As far as my favorite fonts are concerned, that's a difficult question. My fonts are all quite different from each other, but I'd have to say that if I had to pick favorites that they'd all probably be my scripts: Steinweiss Script, Metroscript, and Deliscript. They are three fonts in which I feel I have tried to push the boundaries of what's possible to achieve with a font. They all have extensive OpenType features that allow them to do things that most other fonts cannot do. These features help to remove them from the realm of standard typesetting and to achieve a little bit of the look and feel of hand lettering.
Q Do you have any interesting projects that you're working on? What excites you most about that project?
Yes, I'm currently working on an identity project for a new concept in restaurants.
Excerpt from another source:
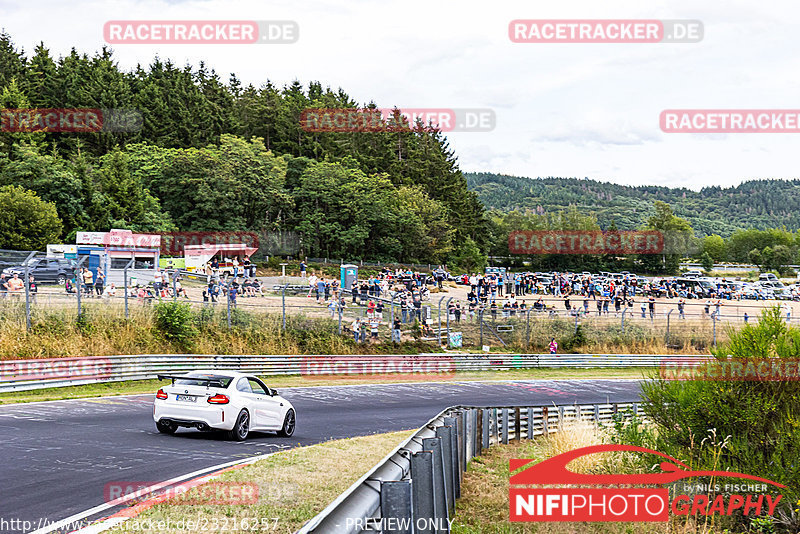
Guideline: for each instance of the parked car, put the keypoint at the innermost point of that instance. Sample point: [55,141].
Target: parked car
[53,270]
I cannot divulge too much about it because of confidentiality, but I can say that this concept may change the way we experience restaurants. I'm involved with creating the overall identity, and then the individual identities and signage for several different types of restaurants that will fall underneath the larger "umbrella" identity.
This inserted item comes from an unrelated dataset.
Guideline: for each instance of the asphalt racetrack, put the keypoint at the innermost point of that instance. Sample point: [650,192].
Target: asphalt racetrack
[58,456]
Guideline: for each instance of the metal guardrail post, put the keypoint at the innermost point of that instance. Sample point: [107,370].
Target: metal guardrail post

I'm very excited about this project because it will allow me to try to expand the possibilities of what I ordinarily do. It will allow me to try to move beyond what everybody usually expects from me and create what I hope will be surprising graphics. Trying to do something different and interesting is, I think, what excites designers like me the most.
Q How do you recharge your creative batteries? Do you listen to music while working? What kind of music do you listen?
Although I do love to listen to music, for me it's not easy to listen while working. It can be difficult because of constant interruptions, phone calls, and sometimes the need to concentrate and focus on what I'm doing. Listening to music that must be turned on and off is not fun! What do I listen to? Anything that's new, fun and/or experimental! Lately I've been listening to M.I.A., Girl Talk, Beck, and Zap Mama.
Getting out into the world and just looking around can be very inspiring to me. Traveling around the globe, experiencing things with fresh eyes is what really gets my creative juices flowing. I just got back from Paris, where I was visiting my son. Getting away from my studio for a while, and exposing myself to what's going on in other parts for the world is really good for one's creativity.
Q Thanks for the interview Michael. Any word of advice you would like to give to aspiring designers and illustrators?
Actually yes. The one thing I would stress to young designers and illustrators is that what software you use is not as important as your thinking process, and how you solve problems. Of course it's important to master the software you're using — whether it's Illustrator, Photoshop or whatever. But you shouldn't lose sight of the fact that the software is there to serve your needs — and it shouldn't become so important that it takes over and controls you. When I look at a great piece of art, I don't want to be aware of what kind of paint the painter used. In the same way, the software should become invisible and subordinate to the vision of the artist.